Two numbers are randomly chosen between \(0\) and \(c\). They are \(X = 3.6\) and \(y = 5.4\). Consider the following estimates of \(c\): \[\begin{align*}
U &= X + Y \\
V &= \max(X, Y) \\
\end{align*}\] Which estimate should we choose, and why?
Solution
Let \(X, Y \sim^\iid U(0, c)\).
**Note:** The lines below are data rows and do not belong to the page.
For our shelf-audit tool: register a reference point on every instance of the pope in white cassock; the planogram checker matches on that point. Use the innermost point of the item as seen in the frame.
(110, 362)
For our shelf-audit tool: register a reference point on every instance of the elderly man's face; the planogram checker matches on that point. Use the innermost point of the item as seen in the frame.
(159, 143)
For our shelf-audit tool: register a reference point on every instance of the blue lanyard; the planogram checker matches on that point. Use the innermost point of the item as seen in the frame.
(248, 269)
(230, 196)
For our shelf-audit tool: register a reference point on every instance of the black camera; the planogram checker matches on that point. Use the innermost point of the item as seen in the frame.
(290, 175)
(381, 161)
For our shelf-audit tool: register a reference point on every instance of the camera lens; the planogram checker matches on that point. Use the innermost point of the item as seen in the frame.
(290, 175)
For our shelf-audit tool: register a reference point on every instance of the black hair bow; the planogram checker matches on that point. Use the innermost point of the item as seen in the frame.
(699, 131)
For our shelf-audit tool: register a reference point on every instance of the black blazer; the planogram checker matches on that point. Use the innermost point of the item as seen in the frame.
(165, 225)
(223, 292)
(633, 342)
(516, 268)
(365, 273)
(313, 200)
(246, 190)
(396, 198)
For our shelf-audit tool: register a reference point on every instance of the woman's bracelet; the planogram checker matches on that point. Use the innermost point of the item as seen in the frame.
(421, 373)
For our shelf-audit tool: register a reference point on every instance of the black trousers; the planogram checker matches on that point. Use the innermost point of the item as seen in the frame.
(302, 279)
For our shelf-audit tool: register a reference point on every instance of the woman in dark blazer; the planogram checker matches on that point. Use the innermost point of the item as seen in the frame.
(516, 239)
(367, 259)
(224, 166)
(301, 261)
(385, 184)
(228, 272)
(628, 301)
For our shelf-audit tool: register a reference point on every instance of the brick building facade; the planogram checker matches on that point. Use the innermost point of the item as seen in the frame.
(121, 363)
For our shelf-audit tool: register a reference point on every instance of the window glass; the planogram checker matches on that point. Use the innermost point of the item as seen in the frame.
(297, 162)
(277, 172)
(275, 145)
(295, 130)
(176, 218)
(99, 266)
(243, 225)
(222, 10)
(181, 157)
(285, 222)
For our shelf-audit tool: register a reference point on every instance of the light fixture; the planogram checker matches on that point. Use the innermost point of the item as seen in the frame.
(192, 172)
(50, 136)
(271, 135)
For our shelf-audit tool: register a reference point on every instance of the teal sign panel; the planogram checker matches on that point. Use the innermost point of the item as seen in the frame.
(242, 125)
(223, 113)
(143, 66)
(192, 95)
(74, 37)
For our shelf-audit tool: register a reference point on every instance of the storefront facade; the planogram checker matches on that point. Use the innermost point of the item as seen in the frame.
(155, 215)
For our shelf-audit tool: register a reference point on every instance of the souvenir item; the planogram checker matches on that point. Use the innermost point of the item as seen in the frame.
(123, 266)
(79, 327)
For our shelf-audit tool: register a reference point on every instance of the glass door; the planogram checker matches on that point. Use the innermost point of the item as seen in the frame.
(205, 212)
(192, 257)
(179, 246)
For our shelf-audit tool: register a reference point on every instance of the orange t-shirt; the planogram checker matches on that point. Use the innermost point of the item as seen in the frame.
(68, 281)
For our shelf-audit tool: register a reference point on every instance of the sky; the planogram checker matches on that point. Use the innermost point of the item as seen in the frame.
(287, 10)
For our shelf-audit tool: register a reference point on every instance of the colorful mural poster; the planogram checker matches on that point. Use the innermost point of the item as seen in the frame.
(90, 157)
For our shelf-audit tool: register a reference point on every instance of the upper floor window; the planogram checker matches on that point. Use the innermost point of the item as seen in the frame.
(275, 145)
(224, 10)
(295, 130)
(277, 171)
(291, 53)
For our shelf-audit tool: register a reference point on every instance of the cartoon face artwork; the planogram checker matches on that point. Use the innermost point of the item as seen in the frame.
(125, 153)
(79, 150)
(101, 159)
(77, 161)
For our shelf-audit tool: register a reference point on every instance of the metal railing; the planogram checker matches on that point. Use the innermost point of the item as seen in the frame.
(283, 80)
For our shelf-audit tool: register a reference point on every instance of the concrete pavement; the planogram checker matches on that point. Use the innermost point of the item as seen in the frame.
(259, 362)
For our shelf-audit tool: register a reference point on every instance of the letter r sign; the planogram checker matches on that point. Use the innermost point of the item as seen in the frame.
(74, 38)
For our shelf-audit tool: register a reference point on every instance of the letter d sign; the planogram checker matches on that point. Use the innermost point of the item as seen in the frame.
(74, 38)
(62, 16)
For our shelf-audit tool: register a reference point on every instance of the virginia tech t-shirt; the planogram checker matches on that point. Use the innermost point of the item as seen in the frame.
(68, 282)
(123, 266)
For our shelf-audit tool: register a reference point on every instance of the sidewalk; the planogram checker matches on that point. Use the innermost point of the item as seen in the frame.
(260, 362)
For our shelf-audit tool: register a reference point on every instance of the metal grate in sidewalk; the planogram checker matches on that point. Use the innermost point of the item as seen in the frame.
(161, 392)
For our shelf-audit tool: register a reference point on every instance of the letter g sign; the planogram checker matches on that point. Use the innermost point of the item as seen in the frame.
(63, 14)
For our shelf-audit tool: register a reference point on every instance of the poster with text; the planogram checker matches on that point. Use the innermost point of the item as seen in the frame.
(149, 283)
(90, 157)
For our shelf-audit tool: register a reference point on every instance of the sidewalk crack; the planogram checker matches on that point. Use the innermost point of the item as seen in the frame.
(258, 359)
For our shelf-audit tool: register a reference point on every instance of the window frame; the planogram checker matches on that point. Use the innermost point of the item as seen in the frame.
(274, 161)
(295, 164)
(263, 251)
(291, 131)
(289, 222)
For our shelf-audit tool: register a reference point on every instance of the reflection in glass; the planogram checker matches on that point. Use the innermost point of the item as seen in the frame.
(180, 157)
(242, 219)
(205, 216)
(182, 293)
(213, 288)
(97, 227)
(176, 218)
Then, to determine the mean, bias, variance and MSE as the following,
\[\begin{align*}
\E{U} & = \E{X + Y} = c \tag{U.mean} \label{eq:u-mean} \\
\bias{U} & = c - c = 0 \tag{U.bias} \label{eq:u-bias} \\
\Var{U} & = \Var{X + Y} = \Var{X} + \Var{Y} = \frac{c^2}{6} \tag{U.var} \label{eq:u-var} \\
\mse{U} & = \Var{U} + \left( \bias{U} \right)^2 = \frac{c^2}{6} \tag{U.mse} \label{eq:u-mse} \\
\end{align*}\]
To find out the measures for \(V\), we first need to determine the distribution of \(V\). Fortunately, we know that it is the order statistics. Recalling from previous chapter, we have discussed that the general formula for order statistic (\(n = 2\)) is, \[\begin{equation*}
f_V(v) = f_{U_2}(v) = \frac{2!}{(2 - 1)!(2-2)!} F(v)^{2 - 1} \left( 1 - F(v) \right)^{2-2} f(v) = 2F(v)f(v) = 2 \left( \frac{v}{c} \right) \frac{1}{c} = \frac{2v}{c^2} \; \text{(for $v \in [0, c]$)}
\end{equation*}\]
\[\begin{align*}
\E{V} & = \int_0^c \frac{2v^2}{c^2} \, dv = \frac{2}{c^2} \left[ \frac{v^3}{3} \right]_0^c = \frac{2c}{3} \tag{V.mean} \label{eq:v-mean} \\
\bias{V} & = \frac{2c}{3} - c = -\frac{c}{3} \tag{V.bias} \label{eq:v-bias} \\
\E{V^2} & = \int_0^c \frac{2v^3}{c^2} \, dv = \frac{2}{c^2} \left[ \frac{v^4}{4} \right]_0^c = \frac{c^2}{2} \\
\Var{V} & = \E{V^2} - \left( \E{V} \right)^2 = \frac{c^2}{2} - \left( \frac{2c}{3} \right)^2 = \frac{c^2}{18} \tag{V.var} \label{eq:v-var} \\
\mse{V} & = \Var{V} + \left( \bias{V} \right)^2 = \frac{c^2}{9} + \frac{c^2}{18} = \frac{c^2}{6} \tag{V.mse} \label{eq:v-mse} \\
\end{align*}\]
Therefore, we can clearly see that \(V\) is biased from \(\eqref{eq:v-bias}\). However, the MSE is actually the same as shown in \(\eqref{eq:u-mse}\) and \(\eqref{eq:v-mse}\). Therefore it is relatively hard to say which one is better. We see that \(U\) is:
- more accurate than \(V\) (non-bias vs bias)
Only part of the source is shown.